Si dans certains titres à l’instar de Tides of Numenera, mourir apporte du contenu supplémentaire et se révèle être un passage obligé pour le lore du jeu, ici il s’agit d’une simple facilité dont on a vite tendance à abuser. Vous êtes alors rapatrié au temple de Heaume le plus proche où il vous est possible de faire le plein de potions tout en retrouvant votre compagnon fraîchement revenu de l’au-delà, puis pourrez être à nouveau téléporté à l’endroit de votre décès. Néanmoins, chaque fois, vous aurez droit à une leçon de morale infantilisante du prêtre présent sur place qui vous mettra 100 % en garde sur le fait qu’il vaut peut-être mieux vous entraîner un peu mieux ou vous équiper avant de repartir au front.
Quand une phrase commence par “J’ai quelque chose à vous dire” cela ne présage jamais rien de bon…

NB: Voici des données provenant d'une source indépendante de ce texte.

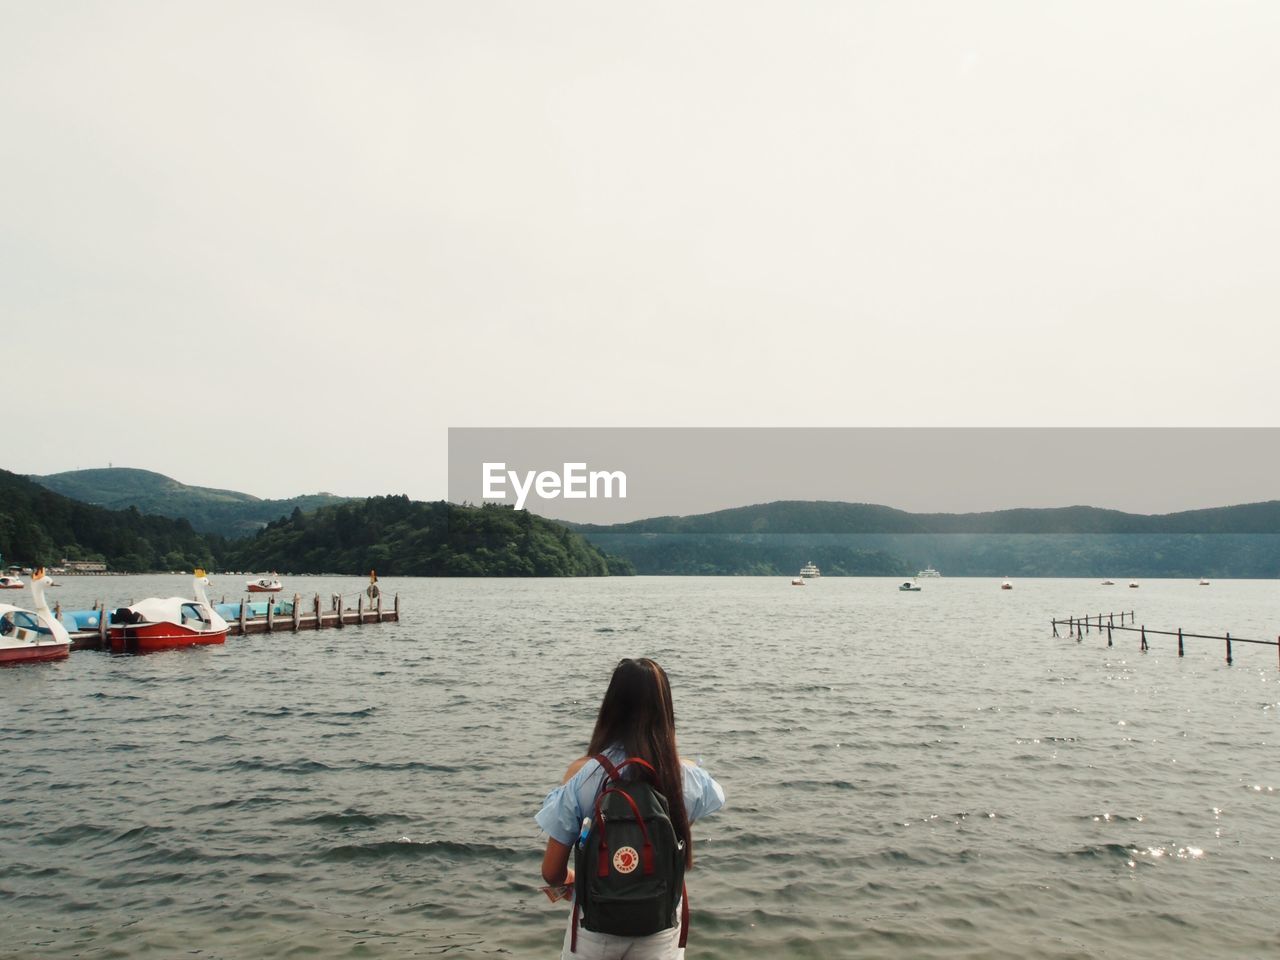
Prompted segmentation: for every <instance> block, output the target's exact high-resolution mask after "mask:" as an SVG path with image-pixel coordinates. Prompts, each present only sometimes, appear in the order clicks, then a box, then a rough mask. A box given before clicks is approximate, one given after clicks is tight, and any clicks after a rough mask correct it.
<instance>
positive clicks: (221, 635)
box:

Cela nous amène à la dernière faiblesse de Neverwinter Nights : la nécessité constante de repos pour régénérer le cooldown de vos capacités spéciales. Si dans la plupart des RPG, rien n’est gratuit et qu’il est vivement conseillé de balancer ses sorts avec parcimonie, ici nous sommes dans un titre plutôt orienté combat et de ce fait, il aurait été appréciable de pouvoir enchaîner quelques combats sans se reposer toutes les deux secondes. Bien évidemment, vous avez toujours la solution d’expédier votre compagnon et vos invocations pour nettoyer la zone, mais reste à savoir comment occuper intelligemment son cerveau durant ce laps de temps, si ce n’est observer religieusement la scène…
Se reposer prend quand même quelques secondes pendant lesquelles vous avez vite fait d’avoir envie de faire une sieste…
En bref, un titre prometteur sur le papier, mais extrêmement décevant. Si à l’époque, profiter d’un jeu de rôle en 3D était peut-être assimilable à une mini-révolution, cela demeure largement insuffisant pour faire de Neverwinter Nights, un RPG méritant le détour. La campagne solo est linéaire au possible, l’univers est loin d’être transcendant, et les dialogues outre leur côté niais manquent d’embranchements. Si l’on aime les combats, autant se tourner vers un Icewind Dale, un Titan Quest ou même un Diablo, au moins on en aura pour son argent.